14.4 The Buyer must not use Sharp FvD’s website to transmit or send unsolicited commercial communications.
15. Data Protection
15.1 If Sharp FvD collects personal information in connection with the Contract, such information will only be used in order to fulfil the Order.
16. General
16.1 Each right or remedy of Sharp FvD under the Contract is without prejudice to any other right or remedy of Sharp FvD whether under the Contract or not.
16.2 If any provision of the Contract is found by any court, tribunal or administrative body of competent jurisdiction to be wholly or partly illegal, invalid, void, voidable, unenforceable or unreasonable it shall to the extent of such illegality, invalidity, voidness, voidability, unenforceability or unreasonableness be deemed severable and the remaining provisions of the Contract and the remainder of such provision shall continue in full force and effect.
16.3 Failure or delay by Sharp FvD in enforcing or partially enforcing any provision of the Contract shall not be construed as a waiver of any of its rights under the Contract.
16.4 Any waiver by Sharp FvD of any breach of, or any default under, any provision of the Contract by the Buyer shall not be deemed a waiver of any subsequent breach or default and shall in no way affect the other terms of the Contract.
16.5 The parties to the Contract do not intend that any term of the Contract shall be enforceable by virtue of the Contracts (Rights of Third Parties) Act 1999 by any person that is not a party to it.
16.6 The Contract, and any dispute or claim (including non-contractual disputes or claims) arising out of or in connection with it or its subject matter or formation, shall be governed by and construed in accordance with the law of England.

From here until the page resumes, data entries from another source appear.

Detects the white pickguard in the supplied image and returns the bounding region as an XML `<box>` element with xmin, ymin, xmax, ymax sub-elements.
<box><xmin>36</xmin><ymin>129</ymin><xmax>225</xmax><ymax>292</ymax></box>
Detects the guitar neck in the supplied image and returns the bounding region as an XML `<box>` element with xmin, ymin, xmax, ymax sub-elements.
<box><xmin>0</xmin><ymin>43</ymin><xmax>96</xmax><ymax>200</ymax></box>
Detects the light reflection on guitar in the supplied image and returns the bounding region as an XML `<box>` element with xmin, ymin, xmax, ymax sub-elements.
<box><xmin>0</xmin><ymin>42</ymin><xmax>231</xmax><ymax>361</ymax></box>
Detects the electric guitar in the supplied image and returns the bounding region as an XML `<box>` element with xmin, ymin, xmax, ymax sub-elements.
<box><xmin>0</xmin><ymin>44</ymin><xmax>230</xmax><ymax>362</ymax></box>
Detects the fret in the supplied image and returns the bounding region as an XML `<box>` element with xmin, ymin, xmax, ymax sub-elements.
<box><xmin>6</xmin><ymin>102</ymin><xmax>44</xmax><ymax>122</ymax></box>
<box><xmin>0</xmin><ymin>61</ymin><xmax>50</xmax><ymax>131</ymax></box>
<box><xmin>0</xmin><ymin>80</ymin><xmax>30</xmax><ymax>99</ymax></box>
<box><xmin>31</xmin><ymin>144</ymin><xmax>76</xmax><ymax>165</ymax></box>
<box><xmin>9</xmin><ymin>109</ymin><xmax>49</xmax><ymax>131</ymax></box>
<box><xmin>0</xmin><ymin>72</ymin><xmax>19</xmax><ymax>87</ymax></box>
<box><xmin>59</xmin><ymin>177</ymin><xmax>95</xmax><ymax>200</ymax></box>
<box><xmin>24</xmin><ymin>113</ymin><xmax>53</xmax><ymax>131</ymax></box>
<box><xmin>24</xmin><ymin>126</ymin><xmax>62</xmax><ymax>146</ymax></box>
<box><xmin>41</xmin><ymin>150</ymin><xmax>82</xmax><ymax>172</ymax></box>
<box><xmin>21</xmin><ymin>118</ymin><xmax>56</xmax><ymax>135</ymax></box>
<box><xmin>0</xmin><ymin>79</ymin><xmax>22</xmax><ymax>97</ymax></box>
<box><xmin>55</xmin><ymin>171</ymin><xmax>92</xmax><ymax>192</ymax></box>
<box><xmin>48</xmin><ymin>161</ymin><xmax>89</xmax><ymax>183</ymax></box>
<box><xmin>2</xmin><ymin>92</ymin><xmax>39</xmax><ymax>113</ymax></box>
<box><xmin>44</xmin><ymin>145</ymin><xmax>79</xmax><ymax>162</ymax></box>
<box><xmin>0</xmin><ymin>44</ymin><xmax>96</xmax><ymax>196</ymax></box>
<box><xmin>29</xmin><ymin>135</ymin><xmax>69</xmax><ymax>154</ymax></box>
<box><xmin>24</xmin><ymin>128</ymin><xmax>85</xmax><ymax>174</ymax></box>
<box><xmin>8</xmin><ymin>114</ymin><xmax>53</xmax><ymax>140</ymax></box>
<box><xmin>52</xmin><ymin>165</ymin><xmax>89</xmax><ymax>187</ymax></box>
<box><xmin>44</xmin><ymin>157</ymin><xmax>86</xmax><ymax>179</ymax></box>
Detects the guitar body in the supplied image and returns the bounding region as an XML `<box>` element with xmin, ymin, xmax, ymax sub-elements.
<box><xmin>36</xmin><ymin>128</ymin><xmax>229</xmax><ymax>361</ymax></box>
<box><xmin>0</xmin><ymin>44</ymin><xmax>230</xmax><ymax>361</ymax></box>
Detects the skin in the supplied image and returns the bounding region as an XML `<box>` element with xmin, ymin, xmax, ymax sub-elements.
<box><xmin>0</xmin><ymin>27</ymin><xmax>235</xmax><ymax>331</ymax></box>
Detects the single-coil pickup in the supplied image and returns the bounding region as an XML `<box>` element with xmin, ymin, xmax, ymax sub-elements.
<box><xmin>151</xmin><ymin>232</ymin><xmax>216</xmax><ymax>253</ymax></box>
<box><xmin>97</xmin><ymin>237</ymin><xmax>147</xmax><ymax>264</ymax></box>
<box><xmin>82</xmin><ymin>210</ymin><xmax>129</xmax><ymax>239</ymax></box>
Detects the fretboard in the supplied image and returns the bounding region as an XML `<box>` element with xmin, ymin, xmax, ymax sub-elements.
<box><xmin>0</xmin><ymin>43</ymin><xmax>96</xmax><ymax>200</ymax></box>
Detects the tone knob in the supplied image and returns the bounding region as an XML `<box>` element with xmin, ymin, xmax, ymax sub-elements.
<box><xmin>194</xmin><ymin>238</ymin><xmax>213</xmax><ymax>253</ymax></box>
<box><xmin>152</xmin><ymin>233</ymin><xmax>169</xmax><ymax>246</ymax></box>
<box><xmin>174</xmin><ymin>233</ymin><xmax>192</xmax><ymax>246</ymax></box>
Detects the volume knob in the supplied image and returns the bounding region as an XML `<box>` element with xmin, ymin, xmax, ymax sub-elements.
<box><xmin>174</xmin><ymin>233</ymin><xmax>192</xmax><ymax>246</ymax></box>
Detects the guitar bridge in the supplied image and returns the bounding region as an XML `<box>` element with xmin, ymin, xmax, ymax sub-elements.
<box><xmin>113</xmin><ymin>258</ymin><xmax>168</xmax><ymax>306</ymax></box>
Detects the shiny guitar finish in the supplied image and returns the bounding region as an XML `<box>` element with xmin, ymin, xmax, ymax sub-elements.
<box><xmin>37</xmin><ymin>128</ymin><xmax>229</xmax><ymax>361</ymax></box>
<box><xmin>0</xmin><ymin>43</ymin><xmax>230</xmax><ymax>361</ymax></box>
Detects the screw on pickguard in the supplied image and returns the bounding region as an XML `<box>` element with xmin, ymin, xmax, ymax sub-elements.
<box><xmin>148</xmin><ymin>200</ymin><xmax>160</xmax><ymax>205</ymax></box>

Each party irrevocably agrees that the courts of England shall have exclusive jurisdiction to settle any dispute or claim (including non-contractual disputes or claims) arising out of or in connection with the Contract or its subject matter or formation.
16.7 The Contract constitutes the entire agreement between the parties. Each party acknowledges that in entering into the Contract it does not rely on any statement, representation, assurance or warranty (whether made innocently or negligently) that is not set out in the Contract. Each party agrees that it shall have no claim for innocent or negligent misrepresentation based on any statement in the Contract.
16.8 No variation of this Contract shall be effective unless it is in writing and signed by the parties (or their authorised representatives).
16.9 Sharp FvD may at any at any time assign, transfer, mortgage, charge, subcontract, delegate, declare a trust over or deal in any other manner with all or any of its rights or obligations under the Contract. The Buyer may not assign, transfer, mortgage, charge, subcontract, delegate, declare a trust over or deal in any other manner with any or all of its rights or obligations under the Contract without the prior written consent of Sharp FvD.